Se queste sono le preoccupazioni americane, in Europa l’attesa è ancora maggiore. L’eventuale avvio di una guerra commerciale avrebbe effetti ancora peggiori. L’Eurozona vive, infatti, soprattutto di esportazioni. Se venisse meno il mercato americano, la concorrenza cinese, una volta chiuse quelle frontiere, diverrebbe ancora più aggressiva. Riuscendo, grazie all’appoggio del Governo centrale, ad impostare vere e proprie operazioni di dumping. A causa di queste caratteristiche, con un saldo attivo delle partite correnti pari ad oltre 3 punti di Pil, l’Eurozona sta già pagando lo scotto di un tasso di cambio sfavorevole proprio nei confronti del dollaro. Se si riducesse il flusso delle esportazioni le conseguenze valutarie sarebbero immediate. E quel che Donald Trump vorrebbe recuperare grazie ai dazi, forse lo perderebbe a causa di una rivalutazione della propria moneta. Quindi un gioco che, alla fine, rischia di essere a somma negativa.
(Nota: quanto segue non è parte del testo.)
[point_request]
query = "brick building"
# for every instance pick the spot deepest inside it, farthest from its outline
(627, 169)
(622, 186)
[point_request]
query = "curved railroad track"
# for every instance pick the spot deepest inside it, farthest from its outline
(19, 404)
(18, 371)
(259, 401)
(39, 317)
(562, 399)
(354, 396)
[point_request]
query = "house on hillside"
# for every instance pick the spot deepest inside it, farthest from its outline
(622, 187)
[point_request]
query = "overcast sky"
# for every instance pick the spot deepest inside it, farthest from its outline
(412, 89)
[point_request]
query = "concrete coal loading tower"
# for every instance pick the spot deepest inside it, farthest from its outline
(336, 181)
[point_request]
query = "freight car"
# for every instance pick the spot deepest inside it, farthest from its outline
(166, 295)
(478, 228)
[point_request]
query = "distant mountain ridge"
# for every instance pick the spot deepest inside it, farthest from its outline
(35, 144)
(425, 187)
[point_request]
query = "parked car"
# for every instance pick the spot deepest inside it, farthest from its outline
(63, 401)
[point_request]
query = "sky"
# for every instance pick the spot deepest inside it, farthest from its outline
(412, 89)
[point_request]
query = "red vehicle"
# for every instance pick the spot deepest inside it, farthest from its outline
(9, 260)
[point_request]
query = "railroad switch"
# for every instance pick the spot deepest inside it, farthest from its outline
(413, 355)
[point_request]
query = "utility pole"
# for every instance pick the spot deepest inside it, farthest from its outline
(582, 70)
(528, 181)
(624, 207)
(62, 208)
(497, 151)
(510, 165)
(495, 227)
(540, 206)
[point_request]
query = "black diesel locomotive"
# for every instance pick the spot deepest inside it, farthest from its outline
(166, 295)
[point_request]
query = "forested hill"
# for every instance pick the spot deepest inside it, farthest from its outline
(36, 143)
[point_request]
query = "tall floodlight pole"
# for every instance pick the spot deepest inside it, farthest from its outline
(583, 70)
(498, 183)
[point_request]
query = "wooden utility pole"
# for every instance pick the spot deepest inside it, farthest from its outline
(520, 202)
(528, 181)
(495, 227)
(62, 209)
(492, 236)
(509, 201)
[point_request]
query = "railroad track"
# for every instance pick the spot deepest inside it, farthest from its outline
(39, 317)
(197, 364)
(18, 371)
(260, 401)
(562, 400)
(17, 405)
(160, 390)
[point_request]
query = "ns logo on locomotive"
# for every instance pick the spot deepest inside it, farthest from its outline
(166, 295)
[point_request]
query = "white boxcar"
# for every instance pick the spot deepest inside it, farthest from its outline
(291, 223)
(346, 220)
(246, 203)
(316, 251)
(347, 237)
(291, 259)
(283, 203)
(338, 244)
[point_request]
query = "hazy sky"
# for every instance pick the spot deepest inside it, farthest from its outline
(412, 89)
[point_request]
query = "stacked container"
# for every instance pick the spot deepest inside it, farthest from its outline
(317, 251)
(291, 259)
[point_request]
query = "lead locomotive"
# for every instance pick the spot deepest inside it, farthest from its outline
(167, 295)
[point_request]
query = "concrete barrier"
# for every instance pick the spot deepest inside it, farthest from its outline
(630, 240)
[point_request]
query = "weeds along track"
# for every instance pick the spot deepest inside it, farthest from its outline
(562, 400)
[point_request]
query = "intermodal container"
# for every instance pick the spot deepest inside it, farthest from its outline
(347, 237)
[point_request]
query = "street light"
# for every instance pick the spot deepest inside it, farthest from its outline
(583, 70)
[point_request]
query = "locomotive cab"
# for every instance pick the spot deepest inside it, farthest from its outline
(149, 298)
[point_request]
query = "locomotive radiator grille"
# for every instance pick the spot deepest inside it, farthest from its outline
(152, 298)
L’Europa, tuttavia, un suo problema specifico ce l’ha. E sarebbe da miopi far finta di niente. Il suo attivo valutario, secondo i dati della stessa Commissione europea, è valutato, per il 2018, in 347,4 miliardi di euro. La parte del leone spetta ai tedeschi che, da soli, totalizzano circa il 73 per cento dell’attivo complessivo. Seguono Olanda (19 per cento), Italia (13 per cento) e Spagna (7 per cento). La Francia, al contrario, presenta un deficit pari a 64,9 miliardi di euro, che riequilibra per il 18 per cento circa, l’eccesso di esportazioni dei Paesi in surplus. Che si tratti di una situazione problematica, considerati gli squilibri sociali del Vecchio continente, è più che evidente. Non si dimentichi che l’eccesso di surplus si traduce matematicamente in una sottrazione di risorse disponibili per i programmi di sviluppo all’interno di ciascun Paese. E che gli americani siano più che infastiditi dallo status quo è altrettanto comprensibile.
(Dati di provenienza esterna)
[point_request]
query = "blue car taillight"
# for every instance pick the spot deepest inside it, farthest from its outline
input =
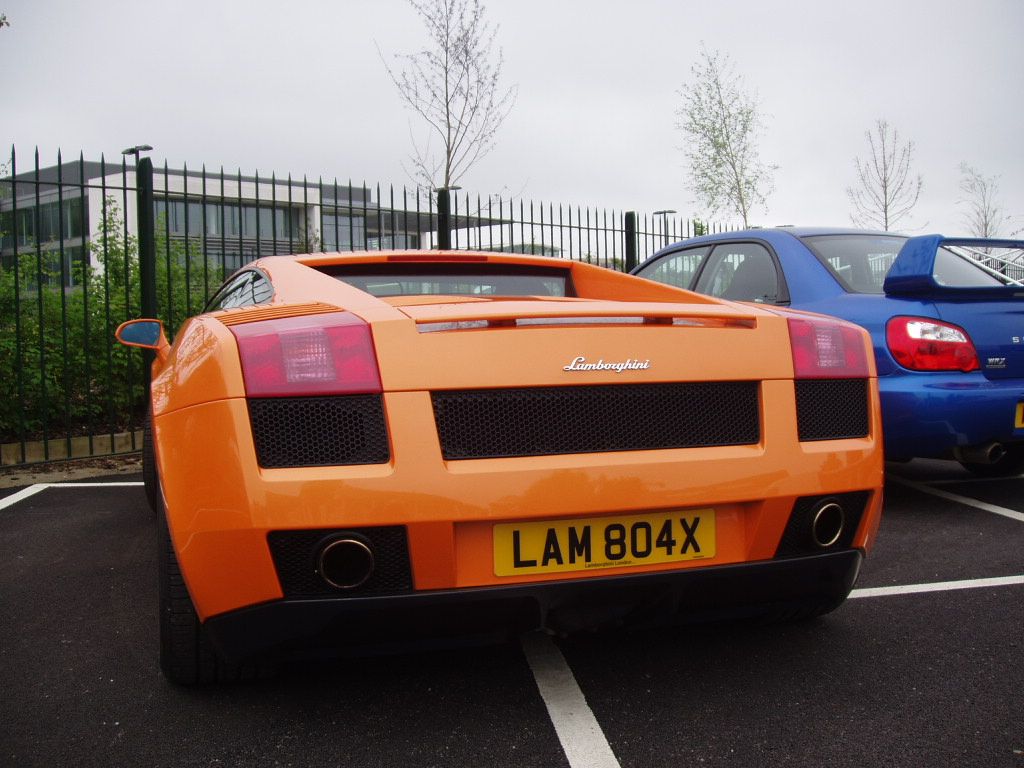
(927, 344)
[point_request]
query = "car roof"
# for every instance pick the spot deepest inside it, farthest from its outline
(770, 232)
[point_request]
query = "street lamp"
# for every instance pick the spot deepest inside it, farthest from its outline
(134, 151)
(665, 222)
(443, 216)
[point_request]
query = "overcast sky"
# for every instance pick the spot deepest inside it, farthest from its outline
(299, 87)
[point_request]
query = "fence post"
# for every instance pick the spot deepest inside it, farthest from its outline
(443, 218)
(631, 241)
(146, 248)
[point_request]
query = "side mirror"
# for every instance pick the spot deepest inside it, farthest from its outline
(147, 334)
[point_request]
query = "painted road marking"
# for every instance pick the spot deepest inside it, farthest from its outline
(967, 501)
(912, 589)
(579, 732)
(582, 738)
(9, 501)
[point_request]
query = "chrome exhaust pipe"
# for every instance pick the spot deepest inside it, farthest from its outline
(986, 454)
(345, 563)
(827, 523)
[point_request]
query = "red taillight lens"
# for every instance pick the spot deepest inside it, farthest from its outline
(827, 349)
(926, 344)
(313, 354)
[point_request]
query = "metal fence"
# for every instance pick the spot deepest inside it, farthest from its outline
(71, 232)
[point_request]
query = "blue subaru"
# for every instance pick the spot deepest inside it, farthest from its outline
(946, 318)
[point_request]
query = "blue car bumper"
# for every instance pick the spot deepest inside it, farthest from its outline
(929, 415)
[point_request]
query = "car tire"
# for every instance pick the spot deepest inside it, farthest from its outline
(186, 656)
(150, 480)
(1010, 465)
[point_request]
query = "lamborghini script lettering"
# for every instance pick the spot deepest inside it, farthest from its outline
(580, 364)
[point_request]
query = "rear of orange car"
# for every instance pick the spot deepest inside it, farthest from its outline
(385, 448)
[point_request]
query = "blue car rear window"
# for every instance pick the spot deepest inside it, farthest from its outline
(860, 262)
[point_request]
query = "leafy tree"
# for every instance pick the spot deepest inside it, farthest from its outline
(454, 85)
(886, 189)
(69, 375)
(721, 122)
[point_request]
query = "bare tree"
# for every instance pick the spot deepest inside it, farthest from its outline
(886, 189)
(455, 86)
(721, 123)
(984, 217)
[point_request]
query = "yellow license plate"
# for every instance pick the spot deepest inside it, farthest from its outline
(556, 546)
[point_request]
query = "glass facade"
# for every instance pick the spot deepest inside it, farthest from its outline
(43, 224)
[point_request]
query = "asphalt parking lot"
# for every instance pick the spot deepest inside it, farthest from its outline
(924, 666)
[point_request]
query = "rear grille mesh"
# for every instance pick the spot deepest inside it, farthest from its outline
(501, 423)
(832, 409)
(295, 554)
(320, 431)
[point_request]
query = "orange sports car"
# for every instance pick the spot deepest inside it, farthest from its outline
(359, 451)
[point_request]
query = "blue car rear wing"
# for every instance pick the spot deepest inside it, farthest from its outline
(912, 273)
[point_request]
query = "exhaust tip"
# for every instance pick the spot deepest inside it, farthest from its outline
(827, 523)
(345, 563)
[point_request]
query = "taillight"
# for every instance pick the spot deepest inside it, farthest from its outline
(314, 354)
(827, 349)
(926, 344)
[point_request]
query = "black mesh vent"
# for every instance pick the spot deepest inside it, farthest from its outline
(798, 538)
(497, 423)
(830, 409)
(295, 553)
(320, 431)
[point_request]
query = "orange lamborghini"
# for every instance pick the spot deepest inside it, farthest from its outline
(360, 451)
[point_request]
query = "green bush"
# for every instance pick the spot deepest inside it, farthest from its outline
(62, 372)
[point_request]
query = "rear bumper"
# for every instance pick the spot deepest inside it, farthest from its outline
(295, 628)
(929, 415)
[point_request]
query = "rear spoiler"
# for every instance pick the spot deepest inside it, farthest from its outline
(912, 271)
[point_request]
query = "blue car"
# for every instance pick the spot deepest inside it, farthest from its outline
(947, 327)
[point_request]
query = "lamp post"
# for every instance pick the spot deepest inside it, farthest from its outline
(665, 222)
(134, 151)
(444, 216)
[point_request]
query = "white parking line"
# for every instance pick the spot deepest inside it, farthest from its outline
(912, 589)
(984, 506)
(9, 501)
(581, 736)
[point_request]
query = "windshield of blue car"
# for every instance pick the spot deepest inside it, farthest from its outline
(860, 262)
(396, 279)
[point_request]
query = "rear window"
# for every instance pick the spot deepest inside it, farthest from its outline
(860, 262)
(454, 280)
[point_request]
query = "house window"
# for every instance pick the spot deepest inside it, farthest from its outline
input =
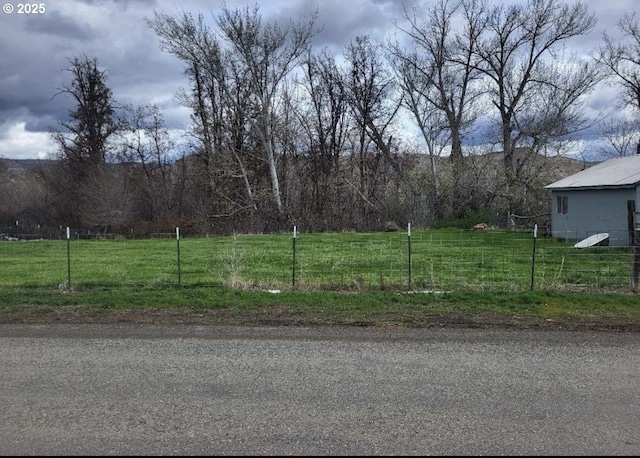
(563, 204)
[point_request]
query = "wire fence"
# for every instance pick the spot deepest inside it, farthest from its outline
(427, 260)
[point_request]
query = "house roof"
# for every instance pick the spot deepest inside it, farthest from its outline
(622, 172)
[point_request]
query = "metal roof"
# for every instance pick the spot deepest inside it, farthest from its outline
(616, 173)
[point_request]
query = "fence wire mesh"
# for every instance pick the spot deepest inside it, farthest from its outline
(432, 260)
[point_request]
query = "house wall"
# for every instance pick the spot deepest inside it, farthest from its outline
(591, 211)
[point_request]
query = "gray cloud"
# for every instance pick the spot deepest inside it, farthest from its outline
(34, 50)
L’eccesso di mercantilismo, quando si traduce in una riduzione del ritmo dello sviluppo potenziale, è una pratica che si ritorce sia contro il Paese che lo pratica sia nei confronti del proprio neighbor. Tanto più se i propri vicini sono anche alleati. Del resto il travaglio dell’Europa, alla ricerca di una propria identità, è più che evidente. Logica allora vorrebbe che Donald Trump divenisse l’alleato di chi vuole introdurre quelle riforme – a partire da una revisione del fiscal compact per i Paesi in surplus – che sono indispensabili per scrivere quella pagina nuova che è l’unica vera barriera ad un trionfante populismo.